Semana Santa un año más

M.U. La Semana Santa, como la Navidad, es algo que se repite todos los años.

Solo, en el caso de la Semana Santa, se trastoca el espectáculo si la meteorología es adversa.

Si María y Jesús se dieran una vuelta por nuestras calles en Semana Santa, no entenderían nada.
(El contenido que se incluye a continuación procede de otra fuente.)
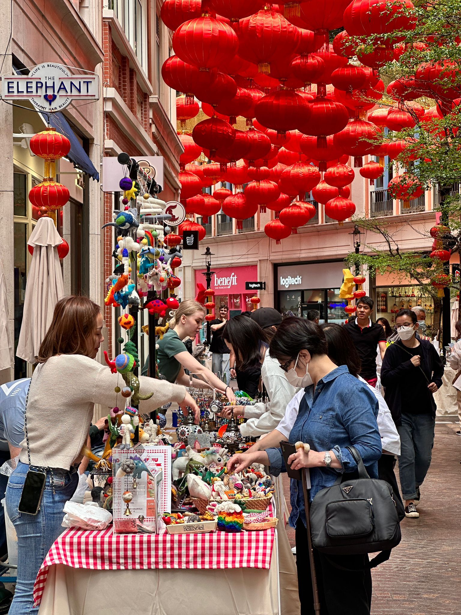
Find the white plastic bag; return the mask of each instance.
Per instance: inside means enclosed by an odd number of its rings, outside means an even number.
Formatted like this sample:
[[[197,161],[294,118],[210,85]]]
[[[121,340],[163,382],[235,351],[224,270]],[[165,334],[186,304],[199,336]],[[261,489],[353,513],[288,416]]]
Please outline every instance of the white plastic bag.
[[[79,504],[66,502],[61,524],[63,528],[80,528],[81,530],[104,530],[112,521],[108,510],[101,508],[95,502]]]

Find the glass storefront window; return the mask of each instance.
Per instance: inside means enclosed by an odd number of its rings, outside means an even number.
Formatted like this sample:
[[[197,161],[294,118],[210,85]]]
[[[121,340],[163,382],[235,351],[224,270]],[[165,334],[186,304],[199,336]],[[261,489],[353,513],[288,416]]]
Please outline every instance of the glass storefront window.
[[[14,215],[27,215],[27,177],[22,173],[13,173]]]
[[[27,263],[27,224],[14,223],[14,350],[15,379],[27,376],[27,363],[17,357],[16,350],[19,341],[24,298],[26,293]]]

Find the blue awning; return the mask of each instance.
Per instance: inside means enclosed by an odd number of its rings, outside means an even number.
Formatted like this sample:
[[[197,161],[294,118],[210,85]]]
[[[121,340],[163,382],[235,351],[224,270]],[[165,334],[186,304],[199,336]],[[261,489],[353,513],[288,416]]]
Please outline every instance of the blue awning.
[[[70,141],[71,151],[66,157],[68,158],[71,162],[73,162],[74,166],[81,169],[85,173],[87,173],[90,177],[99,181],[99,173],[63,114],[60,111],[57,111],[55,113],[42,113],[42,115],[45,121],[49,122],[50,126],[56,129],[61,135],[65,135]]]

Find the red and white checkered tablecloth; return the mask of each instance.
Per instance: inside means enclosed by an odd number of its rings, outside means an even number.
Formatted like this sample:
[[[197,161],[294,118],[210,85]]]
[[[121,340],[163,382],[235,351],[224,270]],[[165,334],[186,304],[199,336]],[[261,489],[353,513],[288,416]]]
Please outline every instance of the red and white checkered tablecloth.
[[[148,568],[266,568],[270,566],[275,529],[230,533],[114,534],[67,530],[55,541],[37,575],[40,604],[50,566],[93,570]]]

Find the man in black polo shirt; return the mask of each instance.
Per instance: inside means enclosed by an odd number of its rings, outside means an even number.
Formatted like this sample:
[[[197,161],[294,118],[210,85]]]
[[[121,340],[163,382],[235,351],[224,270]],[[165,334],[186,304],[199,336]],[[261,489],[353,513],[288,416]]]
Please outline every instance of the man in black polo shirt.
[[[386,336],[380,325],[371,322],[371,311],[374,302],[369,297],[362,297],[356,304],[356,317],[352,317],[345,325],[357,349],[361,370],[360,375],[374,386],[377,381],[376,375],[376,355],[379,347],[381,358],[386,350]]]

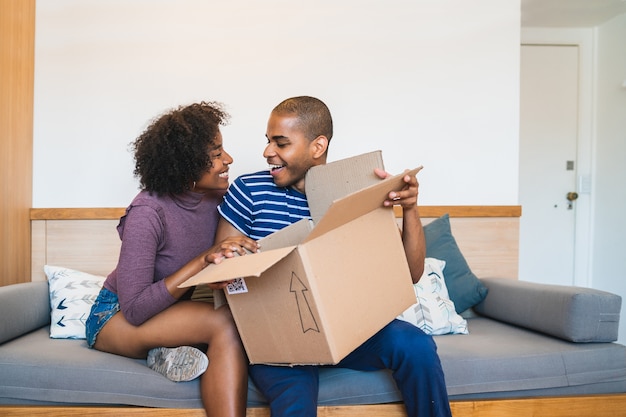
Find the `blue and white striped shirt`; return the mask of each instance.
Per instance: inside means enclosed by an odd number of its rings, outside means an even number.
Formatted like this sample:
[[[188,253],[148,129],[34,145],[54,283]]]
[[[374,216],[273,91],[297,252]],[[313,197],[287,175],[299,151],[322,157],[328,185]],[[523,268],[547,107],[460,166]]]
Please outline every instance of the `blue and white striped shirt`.
[[[276,186],[269,171],[235,179],[218,211],[237,230],[255,240],[311,218],[306,195],[291,187]]]

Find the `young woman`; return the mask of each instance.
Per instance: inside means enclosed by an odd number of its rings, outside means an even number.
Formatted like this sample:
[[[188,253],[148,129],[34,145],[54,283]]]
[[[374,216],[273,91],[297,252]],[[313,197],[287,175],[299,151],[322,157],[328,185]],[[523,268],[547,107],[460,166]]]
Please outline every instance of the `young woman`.
[[[92,348],[147,357],[174,381],[200,375],[208,416],[245,415],[247,359],[228,307],[191,301],[178,285],[224,256],[257,249],[243,237],[214,244],[233,162],[219,129],[227,118],[217,103],[179,107],[132,144],[141,191],[120,219],[118,264],[87,320]]]

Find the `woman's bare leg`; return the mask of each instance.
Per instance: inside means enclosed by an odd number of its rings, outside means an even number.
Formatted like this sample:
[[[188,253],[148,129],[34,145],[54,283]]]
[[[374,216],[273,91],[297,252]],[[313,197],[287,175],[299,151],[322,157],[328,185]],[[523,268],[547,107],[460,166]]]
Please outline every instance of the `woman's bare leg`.
[[[228,307],[215,310],[212,304],[182,301],[140,326],[117,313],[98,334],[94,348],[145,358],[155,347],[199,344],[208,345],[209,367],[200,377],[207,416],[245,416],[248,362]]]

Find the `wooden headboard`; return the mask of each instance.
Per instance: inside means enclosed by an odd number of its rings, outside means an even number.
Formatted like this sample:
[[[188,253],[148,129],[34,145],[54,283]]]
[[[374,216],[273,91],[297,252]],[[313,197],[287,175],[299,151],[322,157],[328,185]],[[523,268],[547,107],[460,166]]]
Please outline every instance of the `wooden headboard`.
[[[33,208],[33,281],[55,265],[108,275],[117,263],[124,208]],[[520,206],[421,206],[424,224],[448,213],[452,233],[478,277],[517,279]],[[396,210],[399,219],[401,210]]]

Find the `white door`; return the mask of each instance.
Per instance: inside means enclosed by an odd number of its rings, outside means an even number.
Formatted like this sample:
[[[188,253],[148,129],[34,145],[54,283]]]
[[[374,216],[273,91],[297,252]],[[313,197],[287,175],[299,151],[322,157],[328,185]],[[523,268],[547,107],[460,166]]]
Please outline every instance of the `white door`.
[[[519,278],[572,285],[578,46],[522,45],[520,87]]]

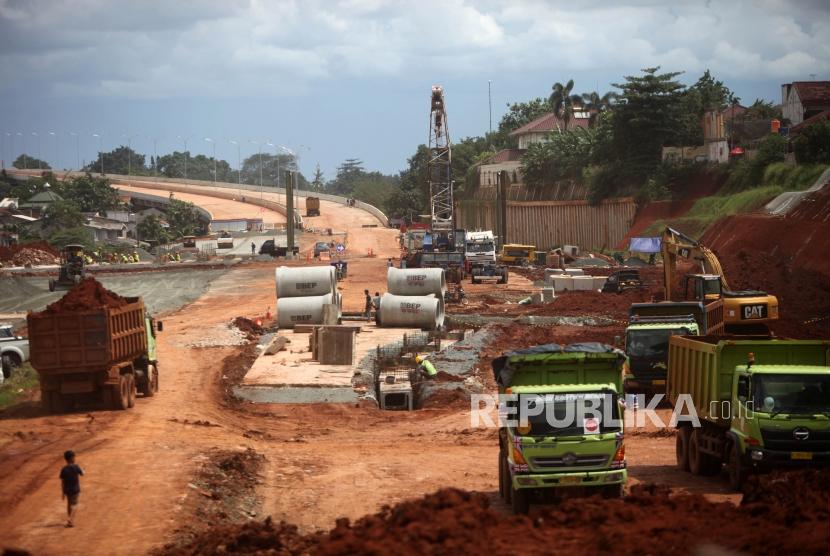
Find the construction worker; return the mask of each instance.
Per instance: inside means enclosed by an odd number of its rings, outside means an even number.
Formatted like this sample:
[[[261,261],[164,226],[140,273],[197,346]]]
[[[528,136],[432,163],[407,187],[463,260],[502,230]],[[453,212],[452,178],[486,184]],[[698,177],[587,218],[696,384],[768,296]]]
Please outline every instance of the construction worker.
[[[369,290],[363,290],[363,295],[366,297],[366,306],[363,310],[363,316],[368,320],[372,318],[372,296],[369,294]]]
[[[415,362],[418,363],[418,369],[428,380],[435,380],[435,377],[438,376],[438,371],[435,369],[435,365],[430,363],[429,359],[426,357],[417,355],[415,357]]]

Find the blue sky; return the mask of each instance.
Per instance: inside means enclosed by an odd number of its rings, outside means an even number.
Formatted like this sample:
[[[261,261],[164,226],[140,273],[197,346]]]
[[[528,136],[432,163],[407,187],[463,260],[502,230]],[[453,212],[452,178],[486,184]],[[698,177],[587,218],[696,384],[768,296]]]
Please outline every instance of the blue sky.
[[[0,0],[0,138],[59,167],[127,144],[212,153],[292,149],[308,175],[346,158],[397,172],[427,140],[430,87],[451,137],[573,78],[598,89],[640,68],[709,68],[744,100],[830,79],[823,0]],[[53,132],[54,135],[50,134]],[[6,135],[7,133],[11,135]],[[21,133],[21,135],[17,135]],[[37,135],[33,135],[36,133]],[[13,139],[13,141],[12,141]],[[13,147],[13,149],[12,149]],[[267,147],[272,149],[273,147]],[[58,160],[59,157],[59,160]],[[55,164],[55,161],[58,163]]]

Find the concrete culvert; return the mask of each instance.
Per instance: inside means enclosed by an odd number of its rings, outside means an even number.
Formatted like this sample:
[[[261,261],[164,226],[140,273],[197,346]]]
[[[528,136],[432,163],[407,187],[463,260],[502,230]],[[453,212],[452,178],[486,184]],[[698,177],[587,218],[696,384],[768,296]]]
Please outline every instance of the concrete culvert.
[[[385,293],[380,298],[378,324],[384,328],[436,330],[444,326],[444,300],[434,295]]]
[[[281,266],[276,271],[277,297],[306,297],[333,294],[337,291],[334,267]]]
[[[296,324],[322,324],[323,305],[330,304],[337,306],[339,318],[340,294],[277,299],[277,324],[280,328],[294,328]]]
[[[447,279],[443,268],[394,268],[386,272],[386,289],[393,295],[429,295],[444,299]]]

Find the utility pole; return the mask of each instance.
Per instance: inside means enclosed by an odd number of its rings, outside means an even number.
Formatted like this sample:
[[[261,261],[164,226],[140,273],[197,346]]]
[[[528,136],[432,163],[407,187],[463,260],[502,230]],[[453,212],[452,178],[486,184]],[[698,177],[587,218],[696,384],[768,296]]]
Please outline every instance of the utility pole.
[[[294,253],[294,179],[297,173],[291,170],[286,176],[285,181],[285,238],[286,238],[286,256],[291,256]]]

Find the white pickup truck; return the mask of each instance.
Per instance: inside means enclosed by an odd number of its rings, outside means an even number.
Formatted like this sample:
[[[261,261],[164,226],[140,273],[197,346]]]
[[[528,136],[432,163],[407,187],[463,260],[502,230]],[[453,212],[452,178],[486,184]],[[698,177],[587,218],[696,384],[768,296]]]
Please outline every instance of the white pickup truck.
[[[29,360],[29,340],[15,336],[10,324],[0,324],[0,360],[3,379],[9,378],[15,367]]]

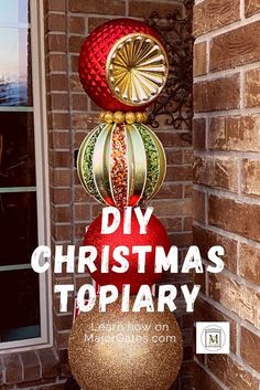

Serian incapaces de captar la relación entre los hechos más amargos de sus vidas y las multitudes,  en torno a sus imágenes ricamente ataviadas, cuajadas de luces y de joyas. ¿Pero que es esto?, seguro que dirían; estas luminarias y peanas, estos lujosos tronos, estos sanedrines y capuchas?.

Habría que explicarles muy bien todo, paso a paso. Todos ellos os aman, incluidos los mirones y los turistas; la riqueza y la gloria  de ahora tratan de enmendar la pobreza y humillación que antaño padecisteis; los cornetines y tambores son de un cortejo no para el ajusticiamiento; los encapuchados no son verdugos y os conducen en andas desde una devoción anónima; los legionarios no son ya romanos y han venido a rendirte honores militares; esta música es el himno nacional que solo suena a la llegada vuestra y de los reyes;

Si los apóstoles contemplaran esta Semana Santa, se dirían: pero ¿qué tiene que ver esto con lo que nosotros escribimos ?. A ellos habría que explicarles que han pasado veinte siglos; que Jesús predicó un evangelio, pero luego vinieron las iglesias, las religiones populares, y que el pueblo se ha sentido conmovido por una parte, solo por una pequeña parte, del evangelio que ellos escribieron. ¿ Llegarían ellos a entender esto tras las debidas explicaciones?.  Lo entendería al menos la victima principal de esta historia, la de entonces y la  luego sucedida, Jesús el Nazareno?. Y, ¿que otra serie de cosas seguirían a su sorpresa  y a las explicaciones  razonables de los hermanos cofrades?

Con las procesiones uno tiene sentimientos encontrados. Recuerdo, porque yo también con quince años – creo haberlo dicho –  paseaba el capuchón  por la calle de Las Cortes cantando a aquellas gente “Perdónales señor”. A los quince años, a uno le parecía que tenía gracia  el que muchos de los encapuchados fueran los más asiduos  de este barrio el resto del año.

Hoy, la hipocresía ya no me hace gracia aunque sea tan evidente, tan escandalosa. Quizá porque la sociedad de hoy me parece más hipócrita que la de entonces. No se sabe dónde está la crítica y donde la complicidad. Hay cosas que no se deben hacer con el capuchón puesto. Y hay cosas que no se deben hacer ni con capuchón ni sin capuchón, pero se hacen.

Dejemos la cosa así. Tengo la duda de si volviese Jesús de Nazaret, alguien no le dijese “Vete y no vuelvas de nuevo, no vuelvas nunca más”. No es previsible, por tanto, que regrese para Semana Santa, y no será preciso darle explicaciones  y ponerle al día de la historia, a los veinte siglos de su muerte.